McAleavey is less optimistic. He said he doesn’t see as much cooperation as Goretsky does. “They don’t share information between them like they used to. One company gets a sample and they delay getting copies to other companies for weeks, if not longer,” he said.
“Analysts used to make it a point to share, because the battle was against the bad guys, not each other. The business is cutthroat now and the victims are caught in what I refer to as the ‘crossfire of incompetence’—malware analyst is an entry level job with many of these companies now, and the quality of the work isn’t anywhere near as good as it used to be.”
Security tips and measures
Still there are things that individuals and businesses can and should do. Tikkanen suggests starting by, “looking at the attackers. What do you have that they are after? For an individual, it might seem you don’t have that much—your bank account, sure, and your credit card numbers.

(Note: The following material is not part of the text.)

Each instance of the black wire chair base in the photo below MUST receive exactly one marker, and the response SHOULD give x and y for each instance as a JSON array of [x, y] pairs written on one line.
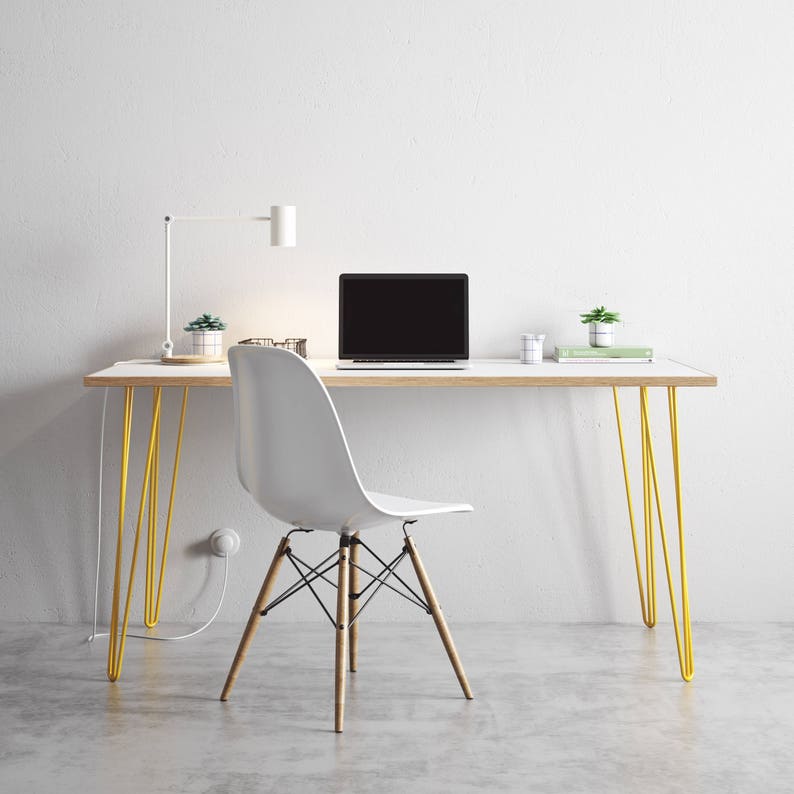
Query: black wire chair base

“But what about all your emails? Your Facebook account? What about all the pictures on your phone—how much would you pay if someone encrypted them and tried to sell you the decryption key? It’s surprising how many valuable things even an individual has, let alone a big enterprise.”
Myers and others say the best defense starts with layers. “You protect your devices and data in multiple ways—strong passwords, plus encryption on data that you store on your machine and that you send across the Internet, and then you use a firewall and AV software as well,” she said. “That way you increase the chance that one of these things will either prevent or mitigate an attack.”
Beyond the layers is the “principal of least privilege”—limiting access to data as much as possible. “If it’s just your home machine, maybe it means you limit rights to specific files, so your kids can’t access your tax returns, for example,” she said. “In a large organization, you have the same idea but it also includes segmenting your network so that attackers can’t compromise one point and get access to your entire network.”
Jon French, a fellow analyst with Touchette at AppRiver, said businesses need to confront the human factor with, “thorough training. Users need to be aware of the dangers of unsolicited emails, installing software from the Internet, using strong passwords,” he said.
But that’s at the enterprise level. At the nation-state level, Tikkanen sees a grim future. “The lines are fuzzy,” he said. “We are looking at anything from operations by sovereign countries against other countries to countries using commercial tools like Hacking Team’s Remote Control System against their own citizens.
“On this side, I don’t really see any light at the end of the tunnel. There’s no effective regulation in sight and as far as I can see, no real initiatives to improve the situation. Things will just get worse here.”